I am also grateful for my family of originWhile my family I choose was there for me pre-op, my aunt and mother (from different sides of a divorced family, which, for some reason, makes my heart swell even more at the anesthetized memory) were there wiping my forehead and handing me water. They were there each time I woke up during a day of confused recurrent sleep. My mom was on the first flight out of New York City and my aunt started driving to PDX from Seattle at five in the morning.
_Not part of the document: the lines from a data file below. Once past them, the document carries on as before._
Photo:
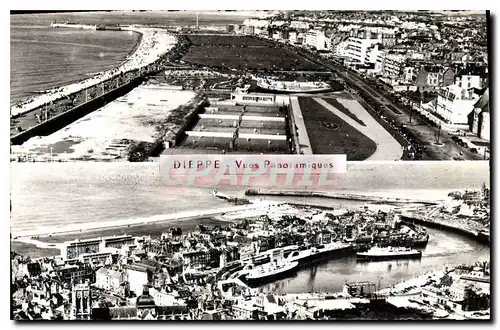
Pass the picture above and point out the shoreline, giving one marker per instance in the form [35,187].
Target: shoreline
[88,76]
[409,217]
[150,220]
[336,195]
[36,101]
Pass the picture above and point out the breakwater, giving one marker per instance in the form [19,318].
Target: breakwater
[421,220]
[65,118]
[336,195]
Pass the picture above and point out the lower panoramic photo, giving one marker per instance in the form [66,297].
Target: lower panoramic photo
[110,241]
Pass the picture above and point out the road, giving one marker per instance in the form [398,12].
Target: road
[387,147]
[302,137]
[423,132]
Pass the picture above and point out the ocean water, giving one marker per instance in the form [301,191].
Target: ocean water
[47,195]
[42,57]
[444,248]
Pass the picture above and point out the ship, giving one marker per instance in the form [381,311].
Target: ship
[387,253]
[292,86]
[316,253]
[270,272]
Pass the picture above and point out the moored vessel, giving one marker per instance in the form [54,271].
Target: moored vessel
[270,272]
[387,253]
[319,252]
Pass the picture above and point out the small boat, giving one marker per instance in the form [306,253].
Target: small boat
[388,253]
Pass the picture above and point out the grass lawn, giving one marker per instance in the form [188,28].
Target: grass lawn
[331,135]
[344,110]
[253,58]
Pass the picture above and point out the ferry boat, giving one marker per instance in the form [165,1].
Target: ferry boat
[320,252]
[292,86]
[270,272]
[386,253]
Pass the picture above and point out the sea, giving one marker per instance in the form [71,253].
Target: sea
[57,195]
[43,58]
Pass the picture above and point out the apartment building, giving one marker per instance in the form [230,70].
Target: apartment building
[358,49]
[454,104]
[316,39]
[433,77]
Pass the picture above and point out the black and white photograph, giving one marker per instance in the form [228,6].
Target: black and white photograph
[218,165]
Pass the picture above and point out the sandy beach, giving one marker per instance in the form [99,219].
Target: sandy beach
[154,43]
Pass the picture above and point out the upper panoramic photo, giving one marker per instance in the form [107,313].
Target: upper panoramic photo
[135,85]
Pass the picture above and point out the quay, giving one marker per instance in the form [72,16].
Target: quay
[336,195]
[48,112]
[410,217]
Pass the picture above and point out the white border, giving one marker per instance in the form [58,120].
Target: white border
[128,5]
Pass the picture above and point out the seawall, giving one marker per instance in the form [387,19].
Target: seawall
[56,123]
[335,195]
[413,218]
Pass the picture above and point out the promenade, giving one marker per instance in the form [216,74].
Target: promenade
[153,44]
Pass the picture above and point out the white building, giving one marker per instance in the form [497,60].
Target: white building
[468,81]
[316,39]
[454,104]
[393,65]
[110,279]
[340,49]
[357,49]
[376,57]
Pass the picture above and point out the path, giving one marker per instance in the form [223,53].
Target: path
[387,147]
[303,138]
I am grateful for nurses. I am also grateful for my surgical team, but it is easier to be grateful for the faces I saw often, the faces who comforted me and told me that everything was healing on the right timeline, the faces who had unbounded patience in the face of my impatience.

I am grateful for my job and life in Portland, for all the people I’ve met these short few months. Outside of my families of choice and origin, my supervisors were the first to visit me after surgery (literally the night after I was operated on). The amount of care and thoughtfulness and appreciation that my AmeriCorps service has offered me is truly amazing. I am beginning to think that they – my supervisors, my fellow AmeriCorps members, the parents and students I work with at the elementary school – are part of my families of choice as well.

I am grateful my broken leg and for my helmet. Thank you for breaking my fall. Thank you for saving my life. Thank you for giving me the chance to heal fully. Thank you for protecting my back and neck. Thank you thank you thank you.

When it comes down to it, I know that injuries are great teachers. I know that I am lucky. Years ago, before yoga, before embracing a lifestyle rich with spirituality, I would have reacted by getting caught up in my own victimization. Instead, as the I woke up from the anesthesia and loved ones came in one by one, I cried out of gratitude for my life. I am sure that this recovery process will be long and challenging. So I wanted to write this post as a reminder when I am still in the thick of the drama of it. A reminder to myself and to all those who have helped and are helping, thank you.